In this case, GS Media published a link on its website which referred to another website where – without the approval of Sanoma (the publisher of Playboy monthly magazine) – photos made for Playboy were presented; the photos were made available on the website before their publication in the magazine.
In the opinion issued with respect to the case, the Advocate General Melchior Wathelet postulated a general absence of liability of the party making the link available for publication of illegal content, not made previously available to the public upon the approval of the authorised party.
However, the Court of Justice did not concede to the Advocate General’s opinion and decided that publication, on the Internet site, of a link referring to work protected by copyright and published without permission of the author on another Internet site does not constitute making the work publicly available, yet only in case when the person publishing the link is not guided by gainful motives and has no knowledge about the fact that publishing such work is contradictory with the law.
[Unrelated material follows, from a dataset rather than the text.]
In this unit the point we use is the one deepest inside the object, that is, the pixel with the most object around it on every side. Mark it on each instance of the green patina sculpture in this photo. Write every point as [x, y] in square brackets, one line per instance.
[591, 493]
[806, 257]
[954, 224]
J.P. Kolczyński, attorney-at-law, assessed that the Court of Justice went too far in its judgment, introducing a certain preventive obligation of verifying the link by the entrepreneur when the publication takes place for gainful purposes. Kolczyński decided that this was in contrast to the directive on the harmonisation of certain aspects of copyright and related rights in the information society (2001/29/EC) and the directive on electronic commerce (2000/31/EC). Kolczyński also noticed that paradoxically, the Court weakened the position of the author, simultaneously claiming that its aim was to reinforce it, due to the fact that the Court added, to the premises of work protection, a new criterion of gainful use of the work, which seems contradictory with the Berne Convention. Kolczyński believes that the judgment solidifies the controversial opinion that publishing a link is, in fact, making use of the work. Kolczyński also attracted attention to the fact that the Court of Justice did not introduce, as was claimed in some initial commentaries, the obligation of verifying the link – the follow-up control on the side of the party making the link public is its obligation, but only after attention has been drawn to the illegal character of the link. Kolczyński noted that the Court of Justice failed to clarify whether the gainful criterion refers to the situation when a party profits from maintaining its website or to the situation where the profit results from the fact of making the link available.